China doesn't want a currency war

China doesn't want a currency war

China doesn’t want a currency war

Chinese Premier Li Keqiang said he wants to avoid a currency war as he sought to soothe global concern about the nation’s devaluation of the yuan and its slowing economy.

China has been “wrongly criticized” for its management of the currency and doesn’t want to use depreciation to boost exports, Premier said Wednesday at the World Economic Forum’s “Summer Davos” meeting in China.
Li told: “We won,t want to stimulate exports through depreciation. China will not want to see any currency wars. Currency wars would only hurt China.”
Growth is stabilizing and employment data show that the world’s second-largest economy is operating in a reasonable range. As long as there’s sufficient employment, incomes expanding in tandem with economic output and an improving environment, China can accept such growth as it had in the first half, Li said.

Li’s plan to keep growth about 7 percent this year is at risk after a stock market rout and sluggish global demand. Downward pressure on the economy has increased, with exports falling 5.5 percent in August from a year earlier and the nation’s official factory gauge falling to a three-year low.

“The People’s Bank of China has been intervening in the hope of convincing global markets that the renminbi will not weaken,” said Mark Williams, chief Asia economist at Capital Economics Ltd. in London.

“China probably feels it deserves some credit for the stability of its currency against the dollar at a time of a lot of nervousness in global financial markets.”
Li said “persistent depreciation of the renminbi will not be conducive to China’s efforts to internationalize the renminbi,” which policy makers are pushing to become a new reserve currency like the dollar, yen, euro and pound.
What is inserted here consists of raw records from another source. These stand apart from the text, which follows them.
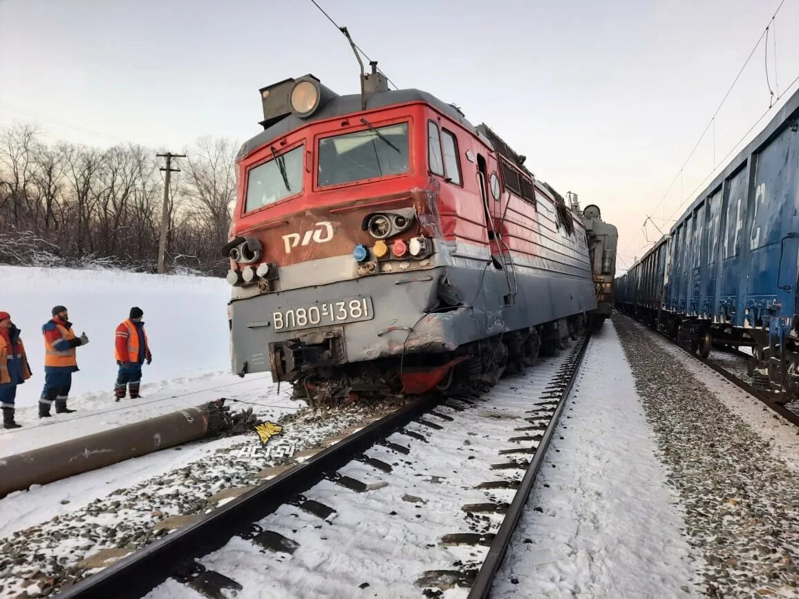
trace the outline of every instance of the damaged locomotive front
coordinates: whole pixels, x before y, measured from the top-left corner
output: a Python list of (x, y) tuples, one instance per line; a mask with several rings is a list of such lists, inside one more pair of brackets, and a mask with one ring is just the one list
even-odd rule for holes
[[(459, 110), (372, 83), (350, 96), (311, 75), (262, 89), (264, 131), (239, 155), (223, 248), (233, 367), (268, 371), (312, 403), (495, 378), (508, 347), (537, 350), (531, 325), (550, 321), (563, 338), (595, 307), (586, 259), (526, 301), (532, 281), (497, 219), (511, 200), (503, 180), (526, 169), (500, 180), (491, 141)], [(580, 263), (584, 229), (566, 224), (558, 234)]]

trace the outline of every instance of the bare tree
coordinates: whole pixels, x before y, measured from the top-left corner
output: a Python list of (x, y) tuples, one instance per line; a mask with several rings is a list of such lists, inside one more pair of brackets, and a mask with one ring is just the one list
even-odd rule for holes
[[(169, 207), (173, 267), (221, 274), (236, 199), (234, 145), (203, 138), (187, 151)], [(86, 260), (154, 272), (163, 180), (155, 152), (41, 142), (34, 125), (0, 129), (0, 262)]]
[(202, 137), (195, 150), (187, 150), (188, 172), (184, 192), (189, 207), (211, 226), (218, 247), (228, 240), (230, 206), (236, 200), (237, 145), (225, 139)]

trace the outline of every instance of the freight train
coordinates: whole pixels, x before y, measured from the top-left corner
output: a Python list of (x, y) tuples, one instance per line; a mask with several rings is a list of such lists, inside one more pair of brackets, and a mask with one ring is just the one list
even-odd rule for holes
[(799, 92), (617, 280), (616, 305), (706, 357), (748, 347), (799, 395)]
[(585, 227), (485, 125), (418, 89), (260, 89), (229, 243), (235, 372), (312, 404), (493, 384), (597, 307)]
He added that the yuan’s real effective exchange rate has risen since he took office two years ago.

The central bank’s buying of yuan and selling of dollars to defend against a rapid currency depreciation cut foreign-exchange reserves by a record $93.9 billion last month.
Li said the structure of the economy is trending in a positive direction as the government promotes new drivers of growth and continues with reform and restructuring efforts. He said China can maintain mid- to high-speed growth.
Market gyrations have presented Li with new challenges this year as the Shanghai Composite Index doubled in less than a year to a seven-year high in June, then plunged 43 percent in two months.
“China is not a source of global financial risk,” Li told.